Notes from a composer personal musings on music, theater and a life in the arts by danny ashkenasi gas and water mix


A trip to the magnificent Louvre museum with Mark Twain. gas efficient cars under 15000 Well actually Mark Twain himself never got there, but he wrote about not getting there in “The Innocents Abroad”, and that satirical anecdote about what happens to unwary, blustery Americans tourists overseas when paired with guides with lucrative side lines (and I know from experience this still happens to tourists in many places overseas) made its way into my musical beTwixt, beTween & beTWAIN. electricity meaning I’ll share that little musical bon bon of Mark Twain’s bon mots, along with pictures of the Louvre as it stands now.

And I do mean to focus on the Louvre, the French royal palace of old, turned into a museum, and a magnificent work of art in its own right. A closer look at art work exhibited in the Louvre itself, with one or two exceptions, will be reserved for another time, I think. gas near me prices For today the Louvre itself is the star, this grand sprawling museum/palace; accompanied by a musical rendition of Mark Twain’s ill fated attempt to get there by carriage with a group of American tourists he affectionally calls Pilgrims, who have been taking the first cross-Atlantic pleasure cruise in history in 1867.

It’s by Edgar Allan Poe, a selection from “ The Tell-Tale Heart – a musicabre“, my musical adaptation of the Poe short story about the murderous roommate, which I am turning into a short film, currently in preproduction. electricity in salt water Hence the recording of my vocals, including the spoken sections. n gas in paris lyrics Even if my vocals will also be recorded on set, or later again in post, it is necessary to record all vocals, sung and spoken, as part of the film’s pre-production.
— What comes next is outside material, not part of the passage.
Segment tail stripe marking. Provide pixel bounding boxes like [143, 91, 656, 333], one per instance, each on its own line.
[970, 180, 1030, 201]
In my adaptation of The Tell-Tale Heart, I adhere very faithfully to the original Poe text throughout, with only occasional minor adjustments. gas bubble The words here are unadulterated Poe, and one of the few moments of pure speech in the piece. gas 99 cents a litre Usually I am singing, or alternating speaking with singing, and the three cellos are playing their alluring, alarming accompaniment…

But for this moment, a moment of stillness and dread, right before the murder, the deadly calm before the storm, so to speak, I decided when adapting “The Tell-Tale Heart”, this moment, this paragraph, would be the longest, most self-contained section of pure speech, nothing sung, no cellos, right before launching into the musical centerpiece called “The Groan of Mortal Terror”:

Ed and I were watching the marvelous, heart-grabbing “First Man” in the next to uppermost row in the huge Upper West Side Imax theater, when we reached the point in the narrative where Neil Armstrong is commanding the Gemini mission involving one space ship docking unto another in outer space for the first time in history, a crucial step toward making a future moon landing possible.
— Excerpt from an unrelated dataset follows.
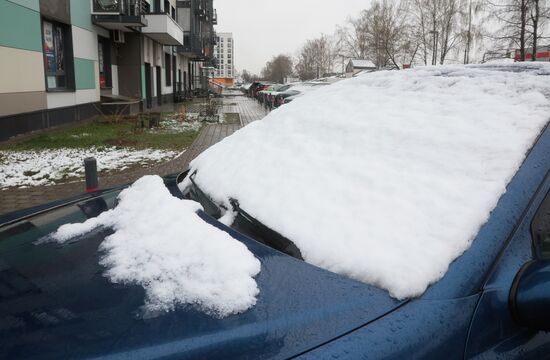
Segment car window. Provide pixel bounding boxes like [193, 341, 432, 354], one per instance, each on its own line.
[531, 191, 550, 260]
The main melodic theme from “First Man”, so far in the movie heard mainly in 4/4 time and in wistful strains, is now joyously played as a waltz. gasbuddy va But it was hearing the chirping of two flutes in harmonic thirds, while the rocket ships are shown turning in graceful circles, that had me guffaw appreciatively, and break movie going etiquette by whispering in Ed’s ear: “They are riffing on The Blue Danube!”

Don’t believe me that the “Docking Waltz” from “First Man” pays clever homage to “2001’s” use of “The Blue Danube Waltz”, albeit with more liberal use of the theremin? Go ahead and listen to it above, and then compare it with the two clips from “2001 – A Space Odyssey”. “2001” even includes two space ships in a docking maneuver also filmed as a slow-turning waltz.

I don’t know if statistically there are more nude statues there than in other European cultural capitals, or if the nude statues of Paris are particularly more sensual than elsewhere, or if it is just the particular perspective of a 51 year old queer man that drew these nude sensual statues to his (OK, my) camera’s attention, and maybe it says less about Paris and more about my own sensibilities, or predilections, that I not only directed my camera towards these nude statues but maybe also teased out more sensuality from them in the way I photographed them than the sculptors intended.

Sensual Classic #1 – Beethoven: Romance, Opus 50 (You know those compilations of classical music sold like greatest hits albums? Especially the ones called “Sensual Classics”, like that one cd with a picture of two soulfully shirtless men Ed purchased at a Gay bookstore in the ’90s? I might as well accompany my Sensual Sculpture post(s) with music from that cd, pre-approved by the Sensual Classics series, selecting the choice classical tracks to make out to.)